Install the package tidyverse. Don’t install it in the code below. Instead, install it through the console. Then write code below to load the package and show the sessionInfo again.

# YOUR CODE HERE

Which version of tidyverse do you have installed?

# 2. Rolling dice in R (4 points)

## a. (1 point)

Install the package TeachingDemos. Then uncomment the code below and change "yourLastName" to your lastname. Use all lowercase letters for your lastname.

# UNCOMMENT THE CODE AND CHANGE YOUR LASTNAME

#library(TeachingDemos)

#lastname <- "yourLastName"

## b. (1 point)

Roll three six-sided dice by uncommenting the code below.

# UNCOMMENT THE CODE

#char2seed(lastname)

#dice(rolls = 1, ndice = 3, sides = 6, plot.it = TRUE)

What values did the dice show?

## c. (1 point)

Roll the dice again.

# UNCOMMENT THE CODE

#dice(rolls = 1, ndice = 3, sides = 6, plot.it = TRUE)
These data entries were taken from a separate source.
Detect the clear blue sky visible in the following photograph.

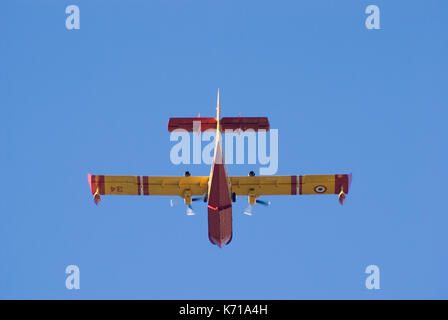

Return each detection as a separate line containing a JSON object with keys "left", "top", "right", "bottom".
{"left": 1, "top": 0, "right": 447, "bottom": 299}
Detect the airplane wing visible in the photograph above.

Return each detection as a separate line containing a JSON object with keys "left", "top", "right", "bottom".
{"left": 230, "top": 173, "right": 352, "bottom": 204}
{"left": 88, "top": 174, "right": 209, "bottom": 204}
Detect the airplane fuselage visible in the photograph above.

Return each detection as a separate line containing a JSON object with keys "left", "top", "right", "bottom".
{"left": 206, "top": 112, "right": 233, "bottom": 247}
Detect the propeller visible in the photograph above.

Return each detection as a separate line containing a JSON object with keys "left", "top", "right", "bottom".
{"left": 170, "top": 198, "right": 199, "bottom": 206}
{"left": 186, "top": 204, "right": 195, "bottom": 216}
{"left": 169, "top": 199, "right": 179, "bottom": 207}
{"left": 256, "top": 199, "right": 271, "bottom": 206}
{"left": 187, "top": 193, "right": 208, "bottom": 215}
{"left": 171, "top": 192, "right": 207, "bottom": 215}
{"left": 192, "top": 192, "right": 208, "bottom": 203}
{"left": 243, "top": 199, "right": 271, "bottom": 216}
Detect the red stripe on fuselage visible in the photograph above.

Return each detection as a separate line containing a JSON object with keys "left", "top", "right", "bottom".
{"left": 299, "top": 175, "right": 303, "bottom": 195}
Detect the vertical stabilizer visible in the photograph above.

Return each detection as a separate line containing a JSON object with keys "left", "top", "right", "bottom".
{"left": 216, "top": 89, "right": 221, "bottom": 132}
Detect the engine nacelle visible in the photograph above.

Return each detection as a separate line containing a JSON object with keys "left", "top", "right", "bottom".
{"left": 248, "top": 189, "right": 256, "bottom": 205}
{"left": 183, "top": 189, "right": 192, "bottom": 205}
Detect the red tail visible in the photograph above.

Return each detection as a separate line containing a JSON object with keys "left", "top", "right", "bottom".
{"left": 168, "top": 117, "right": 270, "bottom": 132}
{"left": 168, "top": 117, "right": 217, "bottom": 132}
{"left": 220, "top": 117, "right": 270, "bottom": 132}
What values did the dice show this time?

## d. (1 point)

Roll the dice again. But first reset the random seed.

#UNCOMMENT THE CODE

#char2seed(lastname)

#dice(rolls = 1, ndice = 3, sides = 6, plot.it = TRUE)

What values did the dice show this time? Do you think R generates truly random numbers?
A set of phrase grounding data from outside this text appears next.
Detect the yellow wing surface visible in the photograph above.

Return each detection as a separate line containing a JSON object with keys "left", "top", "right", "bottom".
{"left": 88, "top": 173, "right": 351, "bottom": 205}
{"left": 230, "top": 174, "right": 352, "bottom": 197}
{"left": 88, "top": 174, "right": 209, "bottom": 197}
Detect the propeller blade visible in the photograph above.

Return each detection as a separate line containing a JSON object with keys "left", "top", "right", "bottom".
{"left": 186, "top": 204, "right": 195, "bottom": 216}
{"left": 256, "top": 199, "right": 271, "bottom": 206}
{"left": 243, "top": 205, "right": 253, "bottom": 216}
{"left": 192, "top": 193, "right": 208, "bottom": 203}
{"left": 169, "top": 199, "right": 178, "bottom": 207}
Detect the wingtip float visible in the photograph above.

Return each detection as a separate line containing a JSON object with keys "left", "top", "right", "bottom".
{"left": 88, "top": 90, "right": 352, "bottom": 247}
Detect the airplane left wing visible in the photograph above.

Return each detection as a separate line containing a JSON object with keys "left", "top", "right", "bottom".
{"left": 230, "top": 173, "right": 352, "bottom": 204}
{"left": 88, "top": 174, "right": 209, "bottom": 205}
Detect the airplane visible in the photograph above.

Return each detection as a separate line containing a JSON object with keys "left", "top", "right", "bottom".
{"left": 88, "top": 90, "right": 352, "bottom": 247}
# 3. Tibbles (tidy tables) (6 points)

The iris data set comes with base R. You can read about this data set by running ?iris in the console. It is a data frame. In this course, we prefer to use tibbles (tidy tables) instead of data frames.

## a. (1 point)

Convert the iris data frame into a tibble using as_tibble(). Put this in a new variable called iris_tibble. Then print the tibble using the print() function.

# YOUR CODE HERE

Which data type is the variable “Species”? How do you know?

## b. (1 point)

Starting from the complete iris data set, filter only the flowers with a sepal length at least 4.5cm. Do this by piping (%>%) the iris_tibble to the filter() function. Hint: You can type the pipe quickly in RStudio with the command ctrl/cmd + shift + M.

# YOUR CODE HERE

How many datapoints (i.e. flowers) are left? How do you know?

## c. (1 point)

Starting from the complete iris data set, create a new variable called petal_area (the area of a petal = petal width times petal length). Do this by piping iris_tibble to mutate().

# YOUR CODE HERE

## d. (1 point)

Find out the mean sepal length for each species. Do this with by piping iris_tibble to group_by() and then to summarise(). For instructions read the help page for summarise().

# YOUR CODE HERE

What is the mean sepal length for virginica?

## e. (2 points)

Starting from the complete iris data set, filter only the flowers that are either ‘versicolor’ or ‘virginica’ and have a petal width between 1.5 and 2.0cm (inclusive). Hint: read the help pages on %in% and between().

# YOUR CODE HERE

How many datapoints (i.e. flowers) are left? How do you know?

# 4. Plotting data (4 points)

## a. (2 points)

Using the iris data set, create a scatterplot of sepal width (x axis) against sepal length (y axis) using ggplot(). Show each species in a different colour.

# YOUR CODE HERE

Which species stands out visually? Why?

## b. (2 points)

Using the iris data set, create a scatterplot of petal width (x axis) against petal length (y axis). Vary the size of the points depending on the sepal width and the colour depending on the sepal length. Use ggplot().

# YOUR CODE HERE

What do you notice about the relationship between petal length and sepal length?